Campioni e fenomeni - In mezzo secolo abbondante di storia la Formula 1 ha visto correre, vincere e spesso sacrificarsi fino all'estremo tanti grandi piloti, ma la sua leggenda è stata forgiata da un manipolo di campioni, di fenomeni, di esseri umani talmente straordinari dietro il volante che ancor oggi se dici F1 non puoi non pensare al top assoluto del motorsport. Fangio, Moss, Clark, Stewart, Lauda, Villeneuve, Schumacher... ognuno di noi in testa ha la sua lista. Senza alcun dubbio però, lontano da qualsiasi tentennamento, chiunque in questo elenco inserirebbe anche lui: Ayrton Senna, per tutti "Magic". 

 

Il nubifragio - La sua leggenda nasce un pomeriggio di giugno dell'84. Quel giorno il diluvio universale sembra arrivato apposta per massacrare il toboga di Montecarlo e far emergere il talento assoluto di questo ragazzo brasiliano che pochi conoscono. Al volante della Toleman Senna vola sulle stradine allegate del Principato prima di essere fermato tra mille polemiche da una bandiera rossa quando è lì lì per divorarsi la bianco-rossa McLaren di Alain Prost che cerca di uscire vivo dal nubifragio.

 

Bianco-rosso - Qualche anno dopo il ragazzo di San Paolo diventa "Magic" proprio al volante delle bianco-rosse di Ron Dennis, consacrando alla storia il binomio degli invincibili: Senna-McLaren. Vittorie, trionfi, sconfitte (poche), polemiche (tante) il tutto concentrato in poco più di un lustro. Ayrton e la MP4 "barra qualcosa" (4,5,6..): nessuno e niente più veloce sul "giro secco", quello degli ultimi minuti delle qualifiche del sabato. Quello che "tanto adesso esce Senna ed e’ pole sicura”. Ed è sempre così. In quegli anni lì tutti, chi da casa, chi in pista, chi al muretto box con una camicia infarcita di sponsor... tutti sanno che sarebbe stato ineluttabilmente così. Senna-pole-fine della storia.

 

Tre mondiali su tre - Ayrton Senna li ha vinti calandosi in un abitacolo McLaren, il terzo con la MP4/6 disegnata da Neil Oatley e spinta dal dodici cilindri Honda.

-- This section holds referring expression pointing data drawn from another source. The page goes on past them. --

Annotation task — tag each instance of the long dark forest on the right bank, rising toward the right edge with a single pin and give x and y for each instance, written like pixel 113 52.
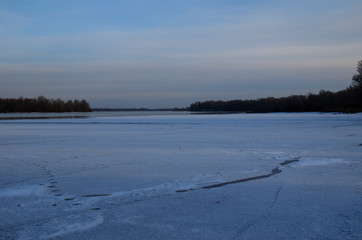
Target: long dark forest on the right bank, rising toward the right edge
pixel 348 100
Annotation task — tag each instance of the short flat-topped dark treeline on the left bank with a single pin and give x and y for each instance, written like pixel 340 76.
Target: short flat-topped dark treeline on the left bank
pixel 42 104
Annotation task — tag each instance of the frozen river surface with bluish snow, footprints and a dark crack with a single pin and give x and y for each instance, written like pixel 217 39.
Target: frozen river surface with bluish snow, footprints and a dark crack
pixel 237 176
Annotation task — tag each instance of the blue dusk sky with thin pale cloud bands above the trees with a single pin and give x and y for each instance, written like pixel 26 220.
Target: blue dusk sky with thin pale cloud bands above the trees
pixel 171 53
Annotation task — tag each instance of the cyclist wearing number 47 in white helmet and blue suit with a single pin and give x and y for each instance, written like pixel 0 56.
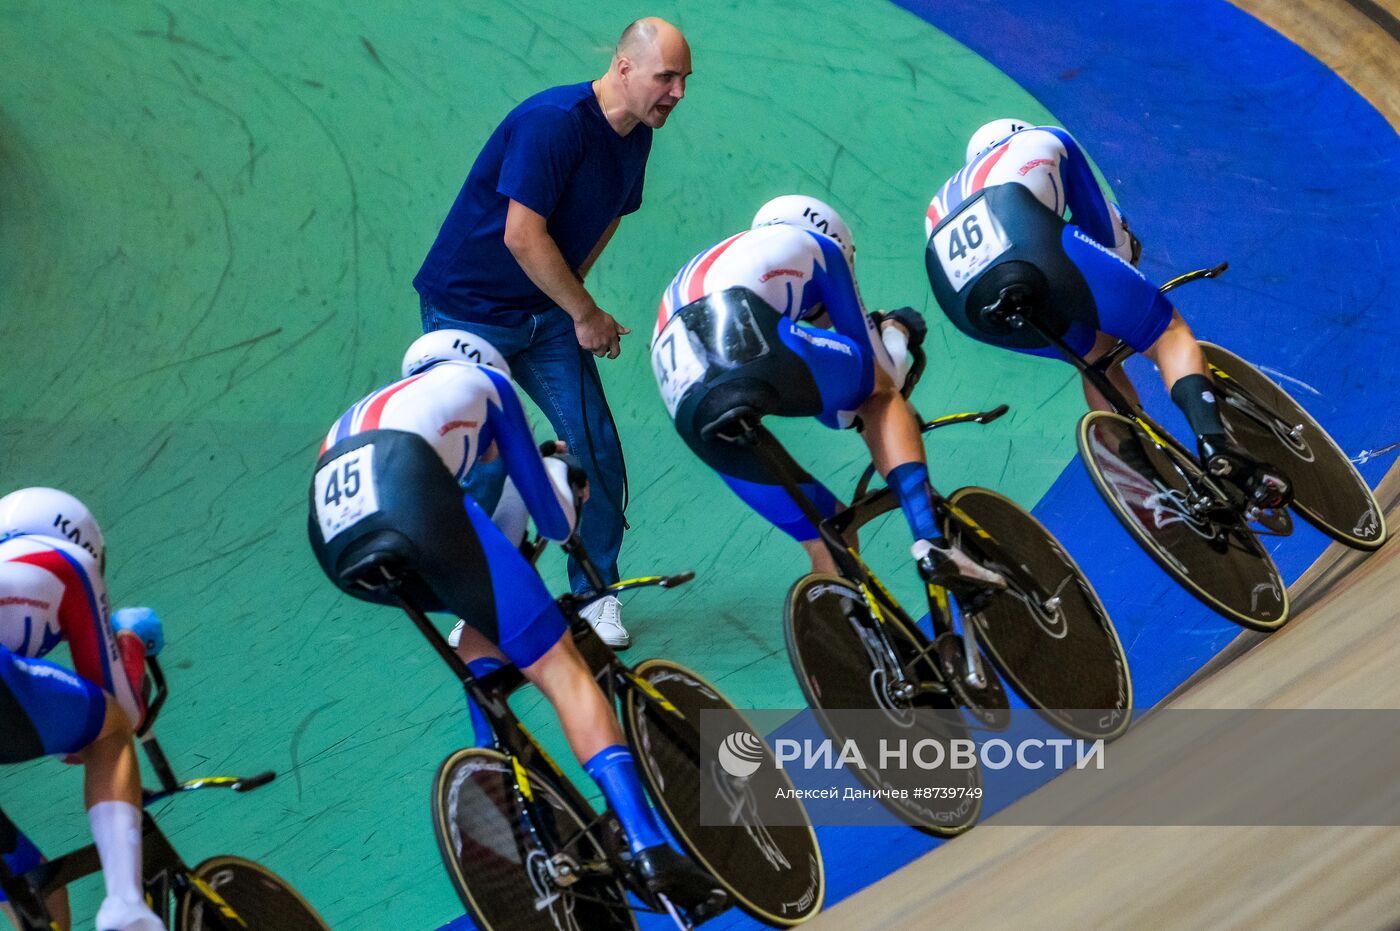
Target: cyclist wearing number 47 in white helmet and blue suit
pixel 793 274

E’ stato l’ultimo mondiale conquistato con un v12 abbinato ad un classico cambio ad h. Due ore di gara a combattere con una mano sul piccolo volante e l’altra sulla corta leva del cambio lì a destra che alla fine ti piagava le mani. 

 

Venticinque anni dopo - Il GP d'Australia '91 chiude la stagione e anche lì nel nubifragio non ce ne è per nessuno. Bandiera rossa dopo 14 giri, ma Ayrton questa volta non riescono a fermarlo. E’ già in fuga davanti a tutti. Magic!